The ScaleArc software appliance can be deployed in various network configurations and topologies. A very common deployment model, especially within virtualized environments such as VMware or Xen, is to allocate a virtual machine for ScaleArc software installation.

The most common and basic network configuration for the ScaleArc virtual machine consists of a single network interface attached to the VM. All traffic in and out of the ScaleArc software appliance traverses the single network interface.

This method of deployment is single, quick, and effective. However, it can also be potentially problematic for larger enterprise networks that require the use of multiple IP subnets within the network topology.

The next section provides general guidelines on typical network topologies and recommended ScaleArc VIP configurations.

 

Information

Virtual IP addresses (VIPs) are used to provide a ScaleArc cluster with its own IP address for inbound and outbound communication and to allow for HA deployments where the VIP will always point to the Primary ScaleArc server once HA is configured. Refer to Adding a VIP to ScaleArc and this video for more information on the procedure to add a new Virtual IP Address (VIP) to a ScaleArc cluster.

Consider a situation where a ScaleArc HA pair is deployed in a basic one-arm physical/logical configuration. There are three virtual IP (VIP) addresses configured on ScaleArc for cluster usage. There are two database servers. All devices are allocated IP addresses on the same IP subnet, 172.31.100.0/22.

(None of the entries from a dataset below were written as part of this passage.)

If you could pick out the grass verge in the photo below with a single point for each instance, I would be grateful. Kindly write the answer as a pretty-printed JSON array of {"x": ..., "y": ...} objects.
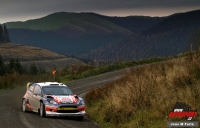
[{"x": 144, "y": 96}]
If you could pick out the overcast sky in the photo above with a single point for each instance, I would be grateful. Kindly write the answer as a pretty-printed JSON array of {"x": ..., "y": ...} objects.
[{"x": 22, "y": 10}]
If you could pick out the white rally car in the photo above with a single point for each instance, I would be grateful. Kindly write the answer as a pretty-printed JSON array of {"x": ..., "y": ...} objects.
[{"x": 52, "y": 99}]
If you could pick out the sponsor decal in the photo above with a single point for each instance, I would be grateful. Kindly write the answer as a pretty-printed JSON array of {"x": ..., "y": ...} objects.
[{"x": 65, "y": 99}]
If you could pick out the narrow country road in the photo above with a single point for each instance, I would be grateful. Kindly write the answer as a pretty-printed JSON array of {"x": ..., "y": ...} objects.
[{"x": 11, "y": 115}]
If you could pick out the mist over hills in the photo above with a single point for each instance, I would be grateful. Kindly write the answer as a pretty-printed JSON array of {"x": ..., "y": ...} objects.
[{"x": 93, "y": 36}]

In this configuration, all network communication is straightforward and easy to troubleshoot, should the need arise. Assume now that over time the number of devices on the network has grown and there is a need to allocate additional IP subnets to accommodate the additional database and application servers needed for new applications. The new IP subnet is 172.31.104.0/22. We deploy two new database servers and give them IP addresses in the new IP subnet. We assign two new virtual addresses for clusters on ScaleArc in the same new IP subnet.

In this setup, ScaleArc cannot connect to the new database servers and the cluster health checks will fail.

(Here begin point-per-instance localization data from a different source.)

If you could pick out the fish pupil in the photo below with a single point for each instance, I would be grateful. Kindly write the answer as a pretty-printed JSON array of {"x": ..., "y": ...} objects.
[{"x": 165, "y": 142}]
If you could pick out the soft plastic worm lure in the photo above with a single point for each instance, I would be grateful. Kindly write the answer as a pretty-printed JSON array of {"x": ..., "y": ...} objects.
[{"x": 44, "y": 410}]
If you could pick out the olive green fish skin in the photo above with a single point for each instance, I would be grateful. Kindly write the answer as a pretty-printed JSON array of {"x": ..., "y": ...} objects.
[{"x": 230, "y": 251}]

Although ScaleArc has virtual IP addresses assigned on the same IP subnet as the new database servers, the network connecting them is not valid. Unless virtual local area network (VLAN) trunking/tagging is configured on the single network interface connected to ScaleArc, only one IP subnet can be assigned. There are several ways to address this communication issue.

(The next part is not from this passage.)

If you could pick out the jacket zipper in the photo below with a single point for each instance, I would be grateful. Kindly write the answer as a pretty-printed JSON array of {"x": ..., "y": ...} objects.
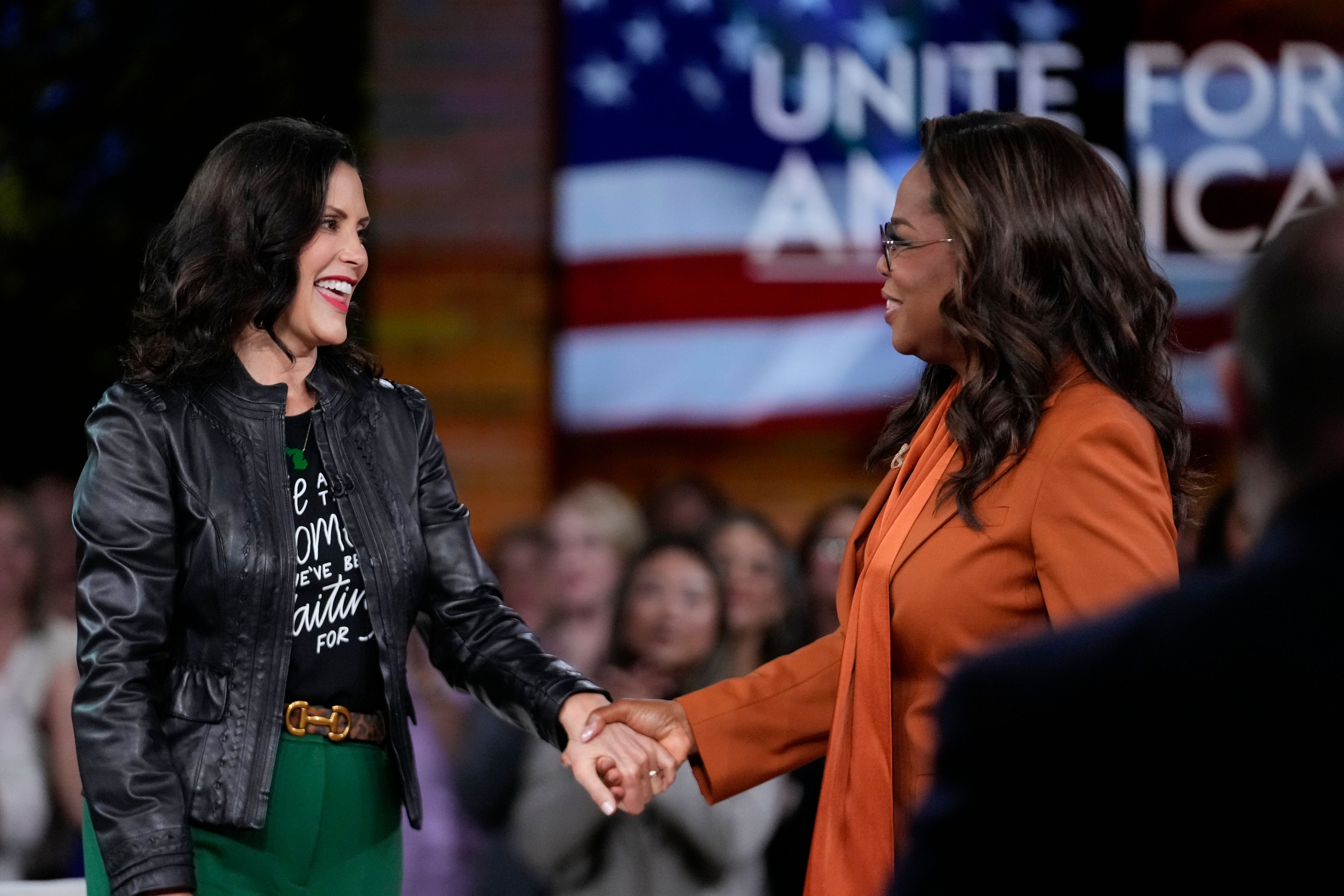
[{"x": 262, "y": 771}]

  1. Expand the subnet mask of the original IP subnet (172.31.100.0/22) to include the new IP subnet allocation. This would require updating the configuration of every single device assigned an IP address in the original subnet. For that reason alone, this is not really a viable option.
  2. Update the network port for the single ScaleArc network interface to use VLAN tagging. This would require a service interruption to all traffic traversing ScaleArc. If planned properly, the service interruption could be reduced to a minimum amount of time (the few seconds that are involved in the HA role switch operation on ScaleArc). This may be acceptable to some organizations. However, depending on the amount of traffic traversing the single ScaleArc network interface, this may not be the best solution for future application growth.
  3. Add a second network interface to the ScaleArc virtual machine and attach it to the network associated with the 172.31.104.0/22 IP subnet.

Option #3 is the recommended solution as it provides for additional bandwidth and device numbering capacity without service interruption to the existing applications.